Perselisihan yang dipicu dugaan pencemaran nama baik dan perbuatan tidak menyenangkan melalui medsos berhasil diselesaikan secara damai oleh Polsek Pulau Hanaut

Kedua belah pihak warga yang berkonflik di Kecamatan Pulau Hanaut berhasil di damaikan pihak Polsek Pulau Hanaut. Belum lama ini.

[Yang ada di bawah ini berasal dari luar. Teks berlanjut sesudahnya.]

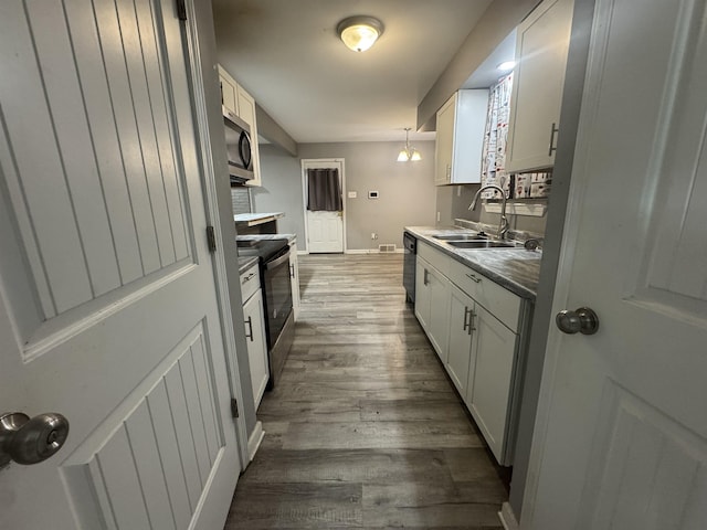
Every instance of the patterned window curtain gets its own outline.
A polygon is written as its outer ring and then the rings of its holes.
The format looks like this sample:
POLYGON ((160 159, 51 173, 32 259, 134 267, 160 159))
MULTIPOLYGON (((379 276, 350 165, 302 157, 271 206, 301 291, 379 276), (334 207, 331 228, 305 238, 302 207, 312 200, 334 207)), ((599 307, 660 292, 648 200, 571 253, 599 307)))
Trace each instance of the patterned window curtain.
POLYGON ((307 169, 307 210, 310 212, 344 210, 338 169, 307 169))
MULTIPOLYGON (((513 73, 500 78, 490 87, 486 131, 482 151, 482 184, 496 184, 506 190, 509 198, 513 190, 510 176, 506 173, 506 144, 508 141, 508 119, 510 117, 510 92, 513 73)), ((484 191, 484 199, 498 199, 495 191, 484 191)))

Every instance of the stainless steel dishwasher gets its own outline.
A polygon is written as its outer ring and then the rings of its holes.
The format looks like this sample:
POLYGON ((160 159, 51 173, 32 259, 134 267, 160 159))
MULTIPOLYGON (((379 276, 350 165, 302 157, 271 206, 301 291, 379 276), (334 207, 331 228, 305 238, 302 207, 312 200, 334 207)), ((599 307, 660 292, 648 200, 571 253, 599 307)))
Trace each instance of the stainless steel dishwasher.
POLYGON ((405 287, 405 299, 408 301, 415 301, 415 259, 418 254, 418 240, 403 232, 402 245, 405 250, 405 257, 402 262, 402 285, 405 287))

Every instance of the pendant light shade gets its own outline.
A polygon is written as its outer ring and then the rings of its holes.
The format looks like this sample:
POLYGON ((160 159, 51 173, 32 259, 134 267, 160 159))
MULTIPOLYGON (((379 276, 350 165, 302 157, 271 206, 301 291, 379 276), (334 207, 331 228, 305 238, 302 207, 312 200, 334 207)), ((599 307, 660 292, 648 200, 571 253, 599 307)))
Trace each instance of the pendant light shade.
POLYGON ((405 127, 405 147, 398 153, 399 162, 416 162, 422 160, 422 155, 414 147, 410 146, 410 127, 405 127))
POLYGON ((354 52, 365 52, 383 33, 383 24, 373 17, 349 17, 336 26, 341 41, 354 52))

Foto: Humas Polres Kotim

bakabar.com, SAMPIT - Perselisihan yang dipicu dugaan pencemaran nama baik dan perbuatan tidak menyenangkan melalui media sosial berhasil diselesaikan secara damai oleh Polsek Pulau Hanaut, Polres Kotawaringin Timur (Kotim), Kalteng.

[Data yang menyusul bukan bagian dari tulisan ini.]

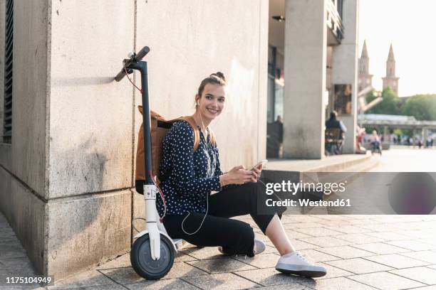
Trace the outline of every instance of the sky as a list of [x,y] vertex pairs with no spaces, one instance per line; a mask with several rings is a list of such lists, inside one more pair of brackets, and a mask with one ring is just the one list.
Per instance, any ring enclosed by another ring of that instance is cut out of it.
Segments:
[[376,90],[392,43],[398,95],[436,93],[436,0],[360,0],[359,57],[364,40]]

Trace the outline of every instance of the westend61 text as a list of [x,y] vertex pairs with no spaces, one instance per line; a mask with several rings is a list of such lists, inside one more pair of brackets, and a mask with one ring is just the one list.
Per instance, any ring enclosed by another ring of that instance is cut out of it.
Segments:
[[311,200],[308,199],[299,199],[297,200],[286,198],[284,200],[273,200],[267,199],[266,200],[268,206],[321,206],[321,207],[348,207],[351,206],[350,199],[340,199],[336,200]]
[[343,193],[346,190],[345,185],[347,183],[314,183],[314,182],[299,182],[294,183],[291,181],[283,181],[281,183],[268,183],[265,185],[266,190],[265,193],[267,195],[271,195],[274,192],[284,192],[291,193],[292,195],[295,195],[297,192],[318,192],[323,193],[326,194],[331,194],[333,193]]

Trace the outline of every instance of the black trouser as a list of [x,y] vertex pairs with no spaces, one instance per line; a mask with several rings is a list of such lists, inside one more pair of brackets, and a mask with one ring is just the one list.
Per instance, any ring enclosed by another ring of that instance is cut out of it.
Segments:
[[[188,215],[187,212],[180,215],[167,215],[163,223],[168,235],[173,239],[181,238],[201,247],[222,246],[227,254],[253,257],[253,229],[246,222],[229,218],[249,214],[265,233],[274,215],[277,213],[281,218],[284,210],[284,208],[266,206],[265,200],[267,198],[277,200],[275,195],[265,193],[261,183],[248,183],[212,195],[204,222],[194,235],[187,235],[182,230],[182,222]],[[191,213],[183,222],[185,231],[188,233],[195,232],[204,217],[204,213]]]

Penyelesaian melalui mekanisme problem solving tersebut dilakukan terhadap pengaduan yang diajukan Bagus Irawan dan Fitriani terhadap Rini Antika, terkait dugaan unggahan di media sosial yang menimbulkan konflik di antara para pihak.

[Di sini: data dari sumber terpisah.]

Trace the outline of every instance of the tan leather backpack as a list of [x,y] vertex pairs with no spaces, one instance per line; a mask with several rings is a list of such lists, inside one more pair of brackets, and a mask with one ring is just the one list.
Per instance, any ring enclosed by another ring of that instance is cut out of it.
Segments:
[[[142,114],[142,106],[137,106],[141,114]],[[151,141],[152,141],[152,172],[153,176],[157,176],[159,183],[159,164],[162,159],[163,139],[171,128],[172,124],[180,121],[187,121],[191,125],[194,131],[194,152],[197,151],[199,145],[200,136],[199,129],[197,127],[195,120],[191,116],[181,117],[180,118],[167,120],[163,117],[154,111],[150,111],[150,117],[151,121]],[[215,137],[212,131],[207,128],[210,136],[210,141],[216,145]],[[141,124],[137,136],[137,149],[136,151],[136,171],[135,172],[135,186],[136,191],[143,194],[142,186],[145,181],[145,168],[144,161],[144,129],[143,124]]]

Kapolres Kotim AKBP Resky Maulana Zulkarnain melalui Kapolsek Pulau Hanaut Iptu Purwono menjelaskan, permasalahan bermula dari laporan yang disampaikan pada Jumat, 15 Mei 2026. 

Untuk mencegah konflik berkepanjangan, kedua belah pihak sepakat menempuh jalur mediasi yang difasilitasi oleh personel Bhabinkamtibmas.

Dalam pertemuan yang digelar pada Senin sore (1/6/2026), kedua pihak akhirnya mencapai kesepakatan damai setelah dilakukan dialog dan klarifikasi.

Hasil mediasi menyebutkan bahwa pihak kedua mengakui kesalahannya, menyatakan penyesalan, serta menyampaikan permohonan maaf kepada pihak pertama atas tindakan yang telah dilakukan di media sosial. Selain itu, pihak kedua berjanji tidak akan mengulangi perbuatan serupa di kemudian hari.

Sementara itu, pihak pertama menerima permohonan maaf tersebut dan memilih menyelesaikan persoalan secara kekeluargaan dengan harapan kejadian serupa tidak terulang.

Sebagai bagian dari kesepakatan, akun Facebook yang digunakan dan berkaitan dengan permasalahan tersebut akan dihapus oleh pihak kedua. 

Kedua belah pihak juga sepakat untuk tidak saling mengganggu kehidupan masing-masing setelah persoalan dinyatakan selesai.

"Masalah ini diselesaikan secara kekeluargaan dan kedua pihak telah menandatangani surat pernyataan bersama," ujar Iptu Purwono. Selasa (2/6/2026).

Dalam surat kesepakatan itu juga ditegaskan bahwa apabila di kemudian hari salah satu pihak melanggar isi perjanjian yang telah dibuat, maka yang bersangkutan bersedia menerima konsekuensi dan sanksi sesuai ketentuan hukum yang berlaku.

Keberhasilan mediasi ini menjadi bentuk pendekatan humanis kepolisian dalam menyelesaikan persoalan sosial di masyarakat, sekaligus mengedepankan musyawarah untuk menjaga situasi kamtibmas tetap kondusif di wilayah Pulau Hanaut.